Neighbouring Lloyds TSB and Halifax branches at Cross Gates, Leeds.

On 17 September 2008, the BBC reported that HBOS was in takeover talks with Lloyds TSB, in response to a precipitous drop in HBOS's share price.[16] The takeover talks concluded successfully that evening, with a proposal to create a banking giant which would hold a third of the UK mortgage market.[17]. An announcement was made at 0700 on 18 September 2008.[18][19]

On 19 November 2008, the new acquisition (and government preference share purchase) was agreed by the Lloyds TSB shareholders.[20] A similar vote of HBOS shareholders on 12 December 2008 resulted in overwhelming approval of the takeover.[21]

Lloyds TSB Group changed its name to Lloyds Banking Group upon completion of the takeover of HBOS on 19 January 2009.[22]

On 12 February 2009, the CEO of Lloyds group, Eric Daniels, was questioned about the banking crisis during a session of the Treasury Select Committee of the House of Commons. One of the key issues concerned Lloyds' takeover of HBOS in 2008, and the amount of due diligence carried out before the acquisition. He said that a company would always like to do more due diligence on another company, but there are legal limits on how much is possible prior to an actual acquisition. Losses were a little higher than the £10 billion originally identified by the due diligence owing to write-offs of property loans due to falling property prices and the lack of demand. The then-Chairman of Lloyds, Sir Victor Blank, confirmed in an August 2009 interview with the BBC's Robert Peston [23] that losses had been "at the worst end of expectations", but what had surprised the Lloyds board was the speed at which the losses happened, due to the unexpectedly sharp contraction of the world economy in the last quarter of 2008 and the early part of 2009. This position was confirmed by Archie Kane (senior Lloyds executive in Scotland) in evidence to the Scottish parliament's economy committee in December 2009.[24]

Government stake

October 2008 to January 2009

The Saint Helier branch of Lloyds TSB on Jersey, Channel Islands.

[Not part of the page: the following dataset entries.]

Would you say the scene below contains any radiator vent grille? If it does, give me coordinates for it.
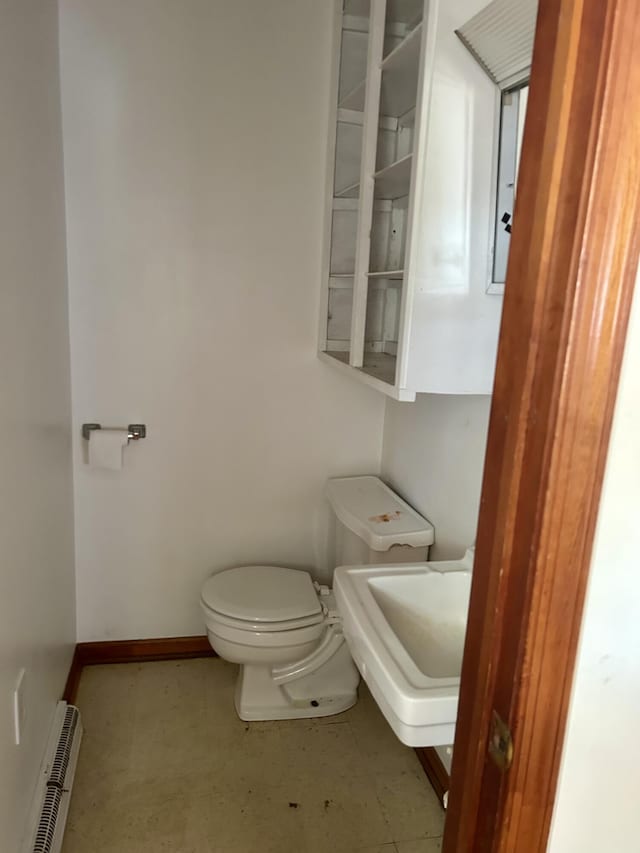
[33,786,62,853]
[47,705,80,788]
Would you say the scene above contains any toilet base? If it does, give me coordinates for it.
[235,644,360,721]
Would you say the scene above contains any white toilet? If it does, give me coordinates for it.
[201,477,434,720]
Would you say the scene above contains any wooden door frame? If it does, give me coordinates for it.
[443,0,640,853]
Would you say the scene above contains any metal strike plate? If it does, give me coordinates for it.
[127,424,147,441]
[488,711,513,773]
[82,424,102,441]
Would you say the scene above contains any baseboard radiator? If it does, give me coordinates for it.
[23,702,82,853]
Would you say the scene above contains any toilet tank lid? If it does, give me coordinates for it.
[325,477,434,551]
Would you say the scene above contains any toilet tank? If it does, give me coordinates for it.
[325,477,434,566]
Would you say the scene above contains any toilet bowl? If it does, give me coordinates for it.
[200,477,434,720]
[200,566,360,720]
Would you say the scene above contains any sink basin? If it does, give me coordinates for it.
[334,549,473,746]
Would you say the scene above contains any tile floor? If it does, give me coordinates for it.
[63,658,444,853]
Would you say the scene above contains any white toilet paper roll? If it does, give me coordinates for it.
[89,429,129,471]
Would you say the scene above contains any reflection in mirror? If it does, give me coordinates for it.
[492,82,529,284]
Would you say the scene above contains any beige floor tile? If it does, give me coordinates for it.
[375,769,445,844]
[264,721,367,784]
[186,785,306,853]
[282,777,394,853]
[396,838,442,853]
[63,659,443,853]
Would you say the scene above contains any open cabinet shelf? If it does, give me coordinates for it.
[319,0,501,400]
[374,154,413,201]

On 13 October 2008, PM Gordon Brown announced a government plan where the Treasury would invest £37 billion ($64 billion, €47 billion) of new capital into several major UK banks to avert a collapse of the financial sector. The banks included Royal Bank of Scotland Group plc, Lloyds TSB and HBOS Plc.[25][26]

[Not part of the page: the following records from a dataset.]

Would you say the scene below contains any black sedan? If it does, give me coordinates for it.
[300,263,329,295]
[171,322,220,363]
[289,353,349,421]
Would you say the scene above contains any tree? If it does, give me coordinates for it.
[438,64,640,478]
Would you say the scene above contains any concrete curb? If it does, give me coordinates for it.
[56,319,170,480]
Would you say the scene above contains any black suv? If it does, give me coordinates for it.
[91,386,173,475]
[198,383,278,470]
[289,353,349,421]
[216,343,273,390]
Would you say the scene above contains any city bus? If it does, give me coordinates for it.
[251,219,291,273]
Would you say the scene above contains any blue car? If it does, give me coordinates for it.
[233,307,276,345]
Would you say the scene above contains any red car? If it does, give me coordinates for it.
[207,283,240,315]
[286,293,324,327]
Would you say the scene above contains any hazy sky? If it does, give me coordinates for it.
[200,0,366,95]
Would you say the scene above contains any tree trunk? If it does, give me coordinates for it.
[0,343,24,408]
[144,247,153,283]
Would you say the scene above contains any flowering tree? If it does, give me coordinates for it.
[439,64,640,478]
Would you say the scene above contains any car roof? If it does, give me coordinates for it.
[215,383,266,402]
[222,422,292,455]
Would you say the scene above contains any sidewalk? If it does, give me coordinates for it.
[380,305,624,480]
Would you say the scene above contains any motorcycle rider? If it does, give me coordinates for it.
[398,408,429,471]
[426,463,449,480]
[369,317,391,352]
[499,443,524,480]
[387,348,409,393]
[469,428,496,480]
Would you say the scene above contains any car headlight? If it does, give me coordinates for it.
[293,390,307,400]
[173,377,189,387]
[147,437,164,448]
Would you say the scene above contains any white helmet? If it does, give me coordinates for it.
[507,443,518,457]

(Barclays only avoided taking a capital investment from the UK Government by raising capital privately, whilst HSBC moved capital to its UK business from other parts of its organisation around the world.)[27]

It has been confirmed that Lloyds TSB would have been required by the FSA to take more additional capital from the government if it had not taken-over HBOS.[28]

After the recapitalisations of HBOS and Lloyds TSB and Lloyds TSB's January 2009 acquisition of HBOS, the Government was holding a 43.4% stake in Lloyds Banking Group ordinary (voting) shares and £4bn of preference (non-voting) shares.

February to June 2009

Then in February 2009, after it became apparent that the recession would be deeper than originally anticipated, the FSA was instructed to stress test the banks against a severe economic downturn. The FSA has stated that the assumptions underlying the FSA Stress Test were not intended to be a forecast of what was likely to happen, but were designed to simulate a very severe (near catastrophic) economic scenario. These assumptions included:

  • A peak-to-trough fall in UK GDP of over 6 per cent, with growth not returning until 2011 and only returning to trend-rate growth in 2012;
  • A rise in UK unemployment to just over 12 per cent;
  • A 50 per cent peak-to-trough fall in UK house prices;
  • A 60 per cent peak-to-trough fall in UK commercial property prices.[29]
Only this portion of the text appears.